A recent GCN (no, not that one) got me poking around at inGraphs trying to satisfy my curiosity. While I was doing so I stumbled across this:
This is an inGraph of ProcessCPUTime, which according to the docs is “the CPU time used by the process on which the Java virtual machine is running in nanoseconds.” Leaving aside the bit where it gets all wibbly-wobbly (that would be the GCN) notice how those lines are nice and tight up until just after 07: 00, when they diverge. Another look at this phenomenon in a different fabric:
So under “low” load the amount of CPU time each process gets is pretty much the same, but as load increases/goes past a certain threshold some processes get more CPU time than others. Interesting.
My theory for this was that perhaps the respective machines on which these services are running have different CPUs; under load, perhaps a service running on a “faster” processor gets more CPU time as compared to a service running on a “slower” processor. So…how to go about vetting this out? I don’t have access to the machines (I don’t own this service), so inspecting /proc/cpuinfo directly is a no-go. Hmmm…
I asked around a bit and Jamie Henderson_ put me on the right path: inQuery. After fumbling with the interface a bit I came up with this query:_
inquery facts –range “%prod-lor1.accessTokens-midtier.1” –fact-list “processors.count,processors.speed”
Which produced the following result:
…and there you have it - some of the nodes have more processors with a faster clock speed.
Satisfied that I’d proved out my theory, my curiosity turned to the query itself. It’s got the look-and-feel of a CLI, yeah? So I dropped it into my terminal and, lo and behold!

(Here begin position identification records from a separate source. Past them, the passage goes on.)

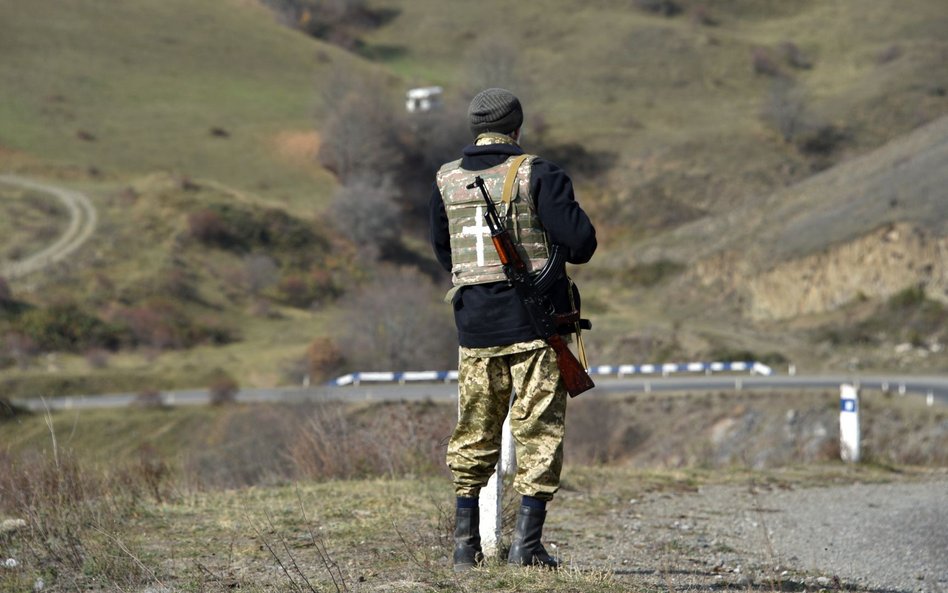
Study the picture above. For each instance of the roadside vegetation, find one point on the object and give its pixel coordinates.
(355, 497)
(258, 205)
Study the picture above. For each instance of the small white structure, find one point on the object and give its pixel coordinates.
(849, 423)
(423, 99)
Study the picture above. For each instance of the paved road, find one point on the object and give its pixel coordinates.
(934, 386)
(82, 223)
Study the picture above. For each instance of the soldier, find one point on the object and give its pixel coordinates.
(499, 349)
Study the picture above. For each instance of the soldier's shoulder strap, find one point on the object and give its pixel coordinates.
(511, 177)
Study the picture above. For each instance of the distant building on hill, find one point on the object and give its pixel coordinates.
(423, 99)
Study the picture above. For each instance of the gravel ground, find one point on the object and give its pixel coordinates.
(876, 537)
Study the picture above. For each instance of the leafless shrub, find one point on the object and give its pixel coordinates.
(366, 213)
(764, 64)
(307, 290)
(399, 322)
(361, 131)
(97, 358)
(785, 109)
(153, 471)
(701, 15)
(6, 294)
(207, 226)
(323, 358)
(388, 440)
(71, 512)
(794, 56)
(20, 348)
(889, 54)
(491, 62)
(260, 273)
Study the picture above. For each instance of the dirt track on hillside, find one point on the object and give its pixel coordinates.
(772, 536)
(82, 224)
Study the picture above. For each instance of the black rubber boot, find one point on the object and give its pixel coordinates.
(467, 539)
(526, 549)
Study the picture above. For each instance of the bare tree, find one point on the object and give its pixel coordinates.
(260, 273)
(398, 322)
(785, 109)
(492, 62)
(366, 213)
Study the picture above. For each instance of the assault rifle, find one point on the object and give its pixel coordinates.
(539, 307)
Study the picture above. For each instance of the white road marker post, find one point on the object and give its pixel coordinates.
(491, 500)
(849, 423)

{ “data”: [ { “hostname”: “lor1-app10811.prod.linkedin.com”, “processors.count”: 24, “processors.speed”: “3.30 GHz” }, { “hostname”: “lor1-app1519.prod.linkedin.com”, “processors.speed”: “3.30 GHz”, “processors.count”: 24 }, { “hostname”: “lor1-app16992.prod.linkedin.com”, “processors.count”: 24, “processors.speed”: “3.30 GHz” }, { “hostname”: “lor1-app30448.prod.linkedin.com”, “processors.count”: 24, “processors.speed”: “3.30 GHz” }, { “hostname”: “lor1-app33455.prod.linkedin.com”, “processors.count”: 24, “processors.speed”: “3.30 GHz” }, { “hostname”: “lor1-app34460.prod.linkedin.com”, “processors.count”: 24, “processors.speed”: “3.30 GHz” }, { “hostname”: “lor1-app34787.prod.linkedin.com”, “processors.speed”: “3.30 GHz”, “processors.count”: 24 }, { “hostname”: “lor1-app35215.prod.linkedin.com”, “processors.count”: 24, “processors.speed”: “3.30 GHz” }, { “hostname”: “lor1-app35606.prod.linkedin.com”, “processors.count”: 24, “processors.speed”: “3.30 GHz” }, { “hostname”: “lor1-app35918.prod.linkedin.com”, “processors.count”: 32, “processors.speed”: “3.70 GHz” } ], “total”: 16, “offset”: 0, “limit”: 10, “elapsed_time”: 93.9946 }
Neat!